POUVEZ-VOUS VOUS PRÉSENTER PROFESSIONNELLEMENT EN QUELQUES MOTS ? VOTRE PARCOURS, VOTRE DOMAINE DE RECHERCHE, VOTRE LABO, LE LIEU OÙ VOUS ÊTES SITUÉ, VOS INTERACTIONS AVEC L’UL ET LE CNRS ?

Après quelques années d’enseignement dans le secondaire, j’ai été élue maître de conférences en histoire médiévale à l’Université de Lorraine (site de Nancy) en 2011, au sein du Centre de Médiévistique Jean Schneider, une équipe de recherche labellisée (ERL) du CNRS. J’ai ensuite rejoint le Centre de Recherche Universitaire Lorrain d’Histoire (CRULH).

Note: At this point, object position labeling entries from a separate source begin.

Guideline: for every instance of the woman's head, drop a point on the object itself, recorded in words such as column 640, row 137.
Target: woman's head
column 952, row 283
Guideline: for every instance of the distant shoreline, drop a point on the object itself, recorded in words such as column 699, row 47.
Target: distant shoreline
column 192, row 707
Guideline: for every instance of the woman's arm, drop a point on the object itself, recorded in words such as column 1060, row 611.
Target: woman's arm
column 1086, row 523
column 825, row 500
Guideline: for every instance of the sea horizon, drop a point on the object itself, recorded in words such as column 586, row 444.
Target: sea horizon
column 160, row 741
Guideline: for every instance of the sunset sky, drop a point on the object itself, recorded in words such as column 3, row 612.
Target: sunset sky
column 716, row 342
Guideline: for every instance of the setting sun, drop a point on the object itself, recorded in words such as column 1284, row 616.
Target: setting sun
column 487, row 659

De mon expérience dans le secondaire, j’ai retenu l’importance de la pédagogie et de la transmission. Responsable du master MEEF parcours Histoire-Géographie et Lettres-Histoire-Géographie pendant plusieurs années, j’ai intégré le jury du CAPES externe d’Histoire-Géographie en 2020 et vient d’être nommée vice-présidente de ce même concours pour les deux prochaines années.

Mes recherches actuelles se placent dans la continuité de mon travail de doctorat, qui portait sur le pouvoir princier au XIVe siècle. Après la parution de ma thèse (Le gouvernement de la comtesse Mahaut en Artois (1302-1329), Brepols, ARTeM 18, 2014), j’ai publié une biographie de Mahaut, comtesse d’Artois (Mahaut d’Artois, une femme de pouvoir, Perrin, 2015). Je suis aussi auteur d’un ouvrage intitulé Louis X, Philippe, Charles IV. Les derniers Capétiens, publié en 2019 aux éditions Passés Composés.

Je m’intéresse donc au genre biographique, genre hybride, relevant de la littérature et de l’histoire, du récit (aspect narratif) et du discours (aspect historique), qui connaît aujourd’hui un important renouveau, aussi bien dans la société que dans le monde universitaire. Ces travaux m’ont aussi conduite à explorer les sources littéraires médiévales, qui forment le corpus principal de l’Habilitation à diriger des Recherches dans laquelle je m’engage cette année.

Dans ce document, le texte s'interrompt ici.